Za bardzo podgrzewana była atmosfera przed sezonem, kiedy mówiło się, że mamy niezłą drużynę, która jest w stanie powalczyć o podium. Z pewnością takie prognozy brały się z dobrych występów w zawodach letnich. Wielokrotnie podkreślałem, że skoki narciarskie to zimowa konkurencja i nie patrzmy na wyniki z lata. Nie muszę chyba tłumaczyć, czym się różnią te dwie pory roku.
Dziś w Lillehammer ponieśliśmy porażkę, ale głupotą byłoby kogoś skreślać czy wykonywać jakieś nerwowe pociągnięcia. Poczekajmy z drastycznymi ruchami. W piątek i sobotę są zawody w Kuusamo. Czasem w procesie szkoleniowym wystarczą dwa dni, by się wszystko przekręciło o 180 stopni. Gdyby jednak w Finlandii powtórzyła się sytuacja z Norwegii, to wówczas należałoby już reagować. Takie jest moje zdanie.
Chcę jednak podkreślić, że nie zamierzam i na pewno nie będę się wtrącał w to, co robi trener Łukasz Kruczek, czy w ogóle sztab szkoleniowców. Jeśli ktoś z nich, albo też zawodnik, poprosi mnie, abym okiem eksperta, byłego skoczka, doradził, coś podpowiedział, uczynię to bardzo chętnie, bo czuję się do tego uprawniony. Muszę mieć jednak na to przyzwolenie, niczego nie zrobię wbrew czyjeś woli.

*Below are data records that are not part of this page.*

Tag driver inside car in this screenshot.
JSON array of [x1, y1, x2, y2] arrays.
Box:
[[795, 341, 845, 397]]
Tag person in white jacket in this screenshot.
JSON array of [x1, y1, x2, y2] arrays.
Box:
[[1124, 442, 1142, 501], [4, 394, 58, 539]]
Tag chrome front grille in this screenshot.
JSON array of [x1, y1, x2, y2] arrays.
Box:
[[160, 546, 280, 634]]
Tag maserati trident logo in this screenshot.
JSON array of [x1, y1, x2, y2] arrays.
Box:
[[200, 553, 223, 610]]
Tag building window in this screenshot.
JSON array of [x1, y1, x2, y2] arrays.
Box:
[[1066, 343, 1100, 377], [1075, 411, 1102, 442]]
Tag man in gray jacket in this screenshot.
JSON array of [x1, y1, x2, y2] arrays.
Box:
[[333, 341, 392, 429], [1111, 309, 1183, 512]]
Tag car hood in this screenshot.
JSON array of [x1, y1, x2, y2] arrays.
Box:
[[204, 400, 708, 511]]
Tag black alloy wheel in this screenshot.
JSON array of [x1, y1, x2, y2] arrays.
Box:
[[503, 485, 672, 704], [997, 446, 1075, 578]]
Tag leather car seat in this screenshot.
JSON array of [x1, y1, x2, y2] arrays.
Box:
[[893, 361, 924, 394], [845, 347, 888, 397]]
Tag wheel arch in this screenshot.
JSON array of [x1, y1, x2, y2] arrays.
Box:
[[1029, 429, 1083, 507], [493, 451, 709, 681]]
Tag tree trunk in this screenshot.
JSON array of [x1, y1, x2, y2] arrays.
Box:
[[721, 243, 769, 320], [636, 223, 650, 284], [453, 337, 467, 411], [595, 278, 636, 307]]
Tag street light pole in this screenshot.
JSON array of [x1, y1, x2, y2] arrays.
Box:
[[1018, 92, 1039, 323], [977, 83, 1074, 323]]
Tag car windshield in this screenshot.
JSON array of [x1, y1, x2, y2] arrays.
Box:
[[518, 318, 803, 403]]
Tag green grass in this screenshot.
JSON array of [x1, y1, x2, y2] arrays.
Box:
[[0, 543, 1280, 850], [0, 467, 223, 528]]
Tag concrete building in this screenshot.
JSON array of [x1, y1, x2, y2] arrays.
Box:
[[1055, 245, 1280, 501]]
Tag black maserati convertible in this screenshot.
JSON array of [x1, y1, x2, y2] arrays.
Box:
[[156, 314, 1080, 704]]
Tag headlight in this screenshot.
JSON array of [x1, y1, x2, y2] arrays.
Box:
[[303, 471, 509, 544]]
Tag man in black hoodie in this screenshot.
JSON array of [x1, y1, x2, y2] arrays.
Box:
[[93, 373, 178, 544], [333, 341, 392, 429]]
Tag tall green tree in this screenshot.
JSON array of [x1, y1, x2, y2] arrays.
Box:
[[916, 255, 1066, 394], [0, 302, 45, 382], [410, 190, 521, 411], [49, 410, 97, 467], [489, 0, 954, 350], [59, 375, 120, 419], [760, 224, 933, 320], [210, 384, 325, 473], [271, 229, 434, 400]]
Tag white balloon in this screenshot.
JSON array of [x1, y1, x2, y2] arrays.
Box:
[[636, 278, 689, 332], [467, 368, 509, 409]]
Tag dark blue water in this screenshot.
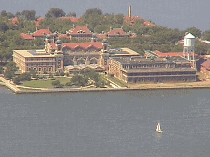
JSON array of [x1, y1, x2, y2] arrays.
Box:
[[0, 87, 210, 157]]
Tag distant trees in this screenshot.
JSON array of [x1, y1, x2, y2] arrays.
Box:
[[51, 80, 63, 88], [184, 27, 201, 38], [45, 8, 66, 18], [20, 10, 36, 21], [1, 10, 15, 19], [66, 12, 77, 17], [4, 62, 18, 79]]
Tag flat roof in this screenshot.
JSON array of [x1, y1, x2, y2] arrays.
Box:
[[13, 50, 55, 58], [123, 68, 196, 73], [111, 56, 190, 64]]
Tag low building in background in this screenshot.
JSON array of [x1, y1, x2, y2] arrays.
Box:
[[13, 50, 63, 73], [67, 26, 93, 40], [109, 56, 196, 83]]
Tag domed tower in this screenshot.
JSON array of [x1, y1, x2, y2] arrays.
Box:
[[102, 39, 109, 53], [55, 40, 62, 51], [44, 36, 50, 53], [183, 32, 195, 68], [99, 39, 109, 66]]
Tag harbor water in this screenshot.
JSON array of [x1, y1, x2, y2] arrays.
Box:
[[0, 86, 210, 157]]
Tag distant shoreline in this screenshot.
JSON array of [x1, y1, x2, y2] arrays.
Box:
[[0, 81, 210, 94]]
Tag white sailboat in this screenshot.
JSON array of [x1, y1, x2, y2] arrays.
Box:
[[156, 123, 163, 133]]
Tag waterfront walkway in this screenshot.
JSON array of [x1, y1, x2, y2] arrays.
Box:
[[0, 76, 210, 93]]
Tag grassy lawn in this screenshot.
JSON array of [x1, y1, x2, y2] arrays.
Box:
[[21, 77, 70, 88]]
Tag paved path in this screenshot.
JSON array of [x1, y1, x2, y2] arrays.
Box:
[[0, 76, 21, 93]]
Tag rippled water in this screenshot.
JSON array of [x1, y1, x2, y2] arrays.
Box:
[[0, 87, 210, 157]]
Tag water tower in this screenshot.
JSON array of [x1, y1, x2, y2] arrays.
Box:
[[183, 33, 195, 68]]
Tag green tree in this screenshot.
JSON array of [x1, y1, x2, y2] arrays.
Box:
[[51, 80, 63, 88], [183, 27, 201, 38], [66, 12, 77, 17], [7, 12, 15, 19], [1, 10, 7, 17]]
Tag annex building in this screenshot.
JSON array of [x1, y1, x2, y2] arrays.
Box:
[[109, 56, 196, 83]]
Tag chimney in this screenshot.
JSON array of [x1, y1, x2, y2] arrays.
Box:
[[128, 6, 131, 20]]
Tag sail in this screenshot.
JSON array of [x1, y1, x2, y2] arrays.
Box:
[[156, 123, 160, 131]]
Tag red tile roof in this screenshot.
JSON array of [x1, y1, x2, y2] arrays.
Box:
[[58, 34, 69, 39], [154, 50, 183, 57], [20, 33, 34, 40], [63, 42, 103, 49], [69, 26, 92, 35], [107, 28, 129, 36], [144, 21, 155, 27], [12, 17, 19, 27], [36, 17, 44, 27], [59, 17, 81, 23], [32, 29, 54, 37], [124, 16, 142, 26], [96, 34, 107, 39], [154, 50, 197, 57]]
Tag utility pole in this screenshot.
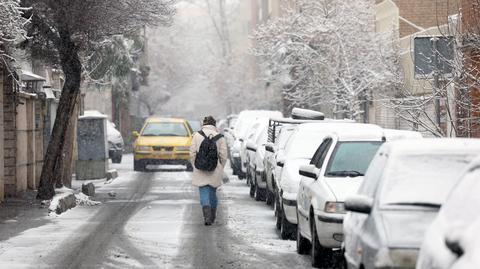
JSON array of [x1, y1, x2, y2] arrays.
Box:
[[431, 36, 441, 127]]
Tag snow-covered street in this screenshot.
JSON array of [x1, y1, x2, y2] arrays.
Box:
[[0, 155, 318, 268]]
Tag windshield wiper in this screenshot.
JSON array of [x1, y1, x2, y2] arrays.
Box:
[[327, 171, 363, 177], [387, 202, 442, 208]]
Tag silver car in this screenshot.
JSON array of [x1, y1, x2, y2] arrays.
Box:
[[343, 139, 480, 269]]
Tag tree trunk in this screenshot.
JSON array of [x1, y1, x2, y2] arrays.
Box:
[[37, 31, 82, 200], [55, 95, 80, 188]]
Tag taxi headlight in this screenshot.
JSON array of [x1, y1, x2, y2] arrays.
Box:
[[389, 248, 418, 268], [135, 146, 152, 151]]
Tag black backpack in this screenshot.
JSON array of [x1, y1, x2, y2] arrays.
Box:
[[195, 131, 223, 171]]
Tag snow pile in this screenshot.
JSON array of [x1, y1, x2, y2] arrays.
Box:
[[48, 187, 76, 214], [75, 193, 101, 206]]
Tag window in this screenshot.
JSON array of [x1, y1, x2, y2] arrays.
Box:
[[142, 122, 189, 136], [310, 138, 332, 169], [325, 141, 382, 177]]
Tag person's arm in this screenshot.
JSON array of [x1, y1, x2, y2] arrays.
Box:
[[190, 133, 197, 165], [218, 137, 228, 166]]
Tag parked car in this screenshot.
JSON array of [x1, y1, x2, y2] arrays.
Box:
[[247, 118, 268, 201], [230, 110, 282, 178], [341, 138, 480, 269], [276, 122, 362, 239], [107, 120, 125, 163], [240, 119, 265, 185], [289, 124, 385, 267], [416, 154, 480, 269], [188, 120, 202, 132], [264, 124, 296, 205], [133, 117, 193, 171]]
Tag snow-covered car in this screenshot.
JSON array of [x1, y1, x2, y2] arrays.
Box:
[[292, 123, 385, 267], [107, 120, 125, 163], [416, 153, 480, 269], [188, 120, 202, 132], [247, 119, 268, 201], [276, 122, 358, 239], [342, 138, 480, 269], [240, 119, 266, 185], [264, 124, 296, 206], [230, 110, 282, 178]]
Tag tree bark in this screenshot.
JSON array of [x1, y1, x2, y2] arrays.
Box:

Po niedzielnym konkursie rozmawiałem z Kruczkiem, wymieniliśmy poglądy. Był ciekawy mojej opinii. Wszystkich niuansów w telewizji się nie zobaczy. Jak się jest na miejscu, inaczej wiele spraw widać. Powiedziałem jemu i zawodnikom, żeby się nie zamartwiali i robili swoje.